One of the most promising approaches is to emulate the biological neuron and synapse structures in the hardware. By using crossbar array architectures, ANN can rapidly process data in parallel through vector–matrix multiplication (VMM) between stored weights and incoming input signals.5–8 In particular, the biological brain operates with minimal power consumption by using spike pulses of uniform amplitude and width, enabling event-driven operation based on temporal differences. Therefore, implementing a spiking neural network (SNN) in hardware-based ANN allows for much higher energy efficiency compared to conventional deep neural networks (DNNs) that rely on vector-based input signals.9,10 Synaptic devices responsible for weight storage may utilize conventional CMOS-based non-volatile memory (NVM).11,12 However, due to its limitations in speed and scalability, many researchers are focused on next-generation analog memories such as resistive RAM (RRAM), ferroelectric RAM (FRAM), and spin-transfer torque resistive RAM (STT-RAM).13,14 Among these, RRAM has gained considerable attention for its suitability for array implementation due to its high multi-level cell capability and excellent endurance.15–19
Filamentary RRAM, the most widely studied type among oxygen-based RRAM devices, offers advantages in terms of long data retention and high endurance compared to other types. However, notable current variability with the applied set and reset voltages can interfere with precise weight transfer, directly affecting inference accuracy. Additionally, as device scaling is pursued for high-density integration, the forming voltage tends to increase, and the conductivity in the low-resistance state (LRS) after filament formation does not decrease proportionally relative to that of the high-resistance state (HRS). These characteristics can negatively impact conductivity uniformity across the array and interfere with accurate weight transfer when implementing multi-bit functionality.20–22
Moreover, several challenges arise during the fabrication of RRAM arrays. Since RRAM performance is highly dependent on the chemical composition of materials, any inconsistency of stoichiometry during deposition can result in imprecise resistance changes in response to voltage. Also, if the thin film is not deposited uniformly over the entire wafer area, inconsistencies in device characteristics may occur between array elements. These issues become even more critical in multilayered RRAM devices. Minor changes in process conditions or incomplete process control can weaken the uniformity of switching behavior across the array. This makes accurate weight transfer difficult and necessitates additional time and cost for optimization. Therefore, it is essential to establish a high-precision array model that can predict the variation of operational characteristics of synaptic devices before array fabrication.

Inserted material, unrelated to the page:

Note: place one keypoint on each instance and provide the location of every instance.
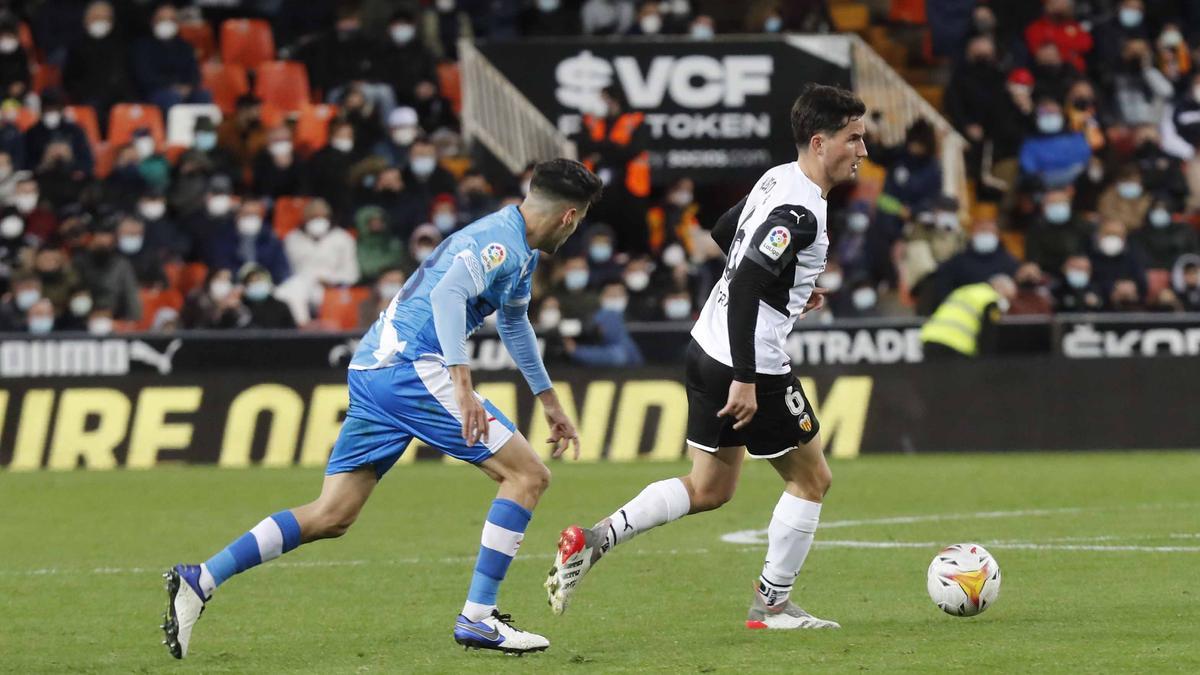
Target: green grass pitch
(1099, 556)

In this study, we used an oxygen vacancy-based non-filamentary RRAM to minimize issues such as non-uniform conductivity and scaling limitations encountered in filamentary RRAM. The 24 × 24 RRAM crossbar array was fabricated using HT-RRAM with HfO2 and TiOx as insulating layers, employing it as a synaptic device. To enable ultra-low-power operation, mimicking the efficiency of biological neural networks, a lightweight network was realized by applying quantization and pruning to the pre-trained positive and negative weights, which were then transferred to the array. Subsequently, a 24 × 24 crossbar array was modeled using the PySpice tool, applying the compact model of HT-RRAM to accurately simulate the characteristics of the device under various operational conditions. The weight transfer and MNIST inference results obtained from the physical array and the array model were compared, demonstrating that the array model accurately reflects the behavior of the physical array. A schematic overview of this process is illustrated in Fig. 1. Finally, the average power consumption for 10 classes (from 0 to 9) was calculated using the array model, revealing differences in power consumption when quantization-only and quantization with pruning were applied.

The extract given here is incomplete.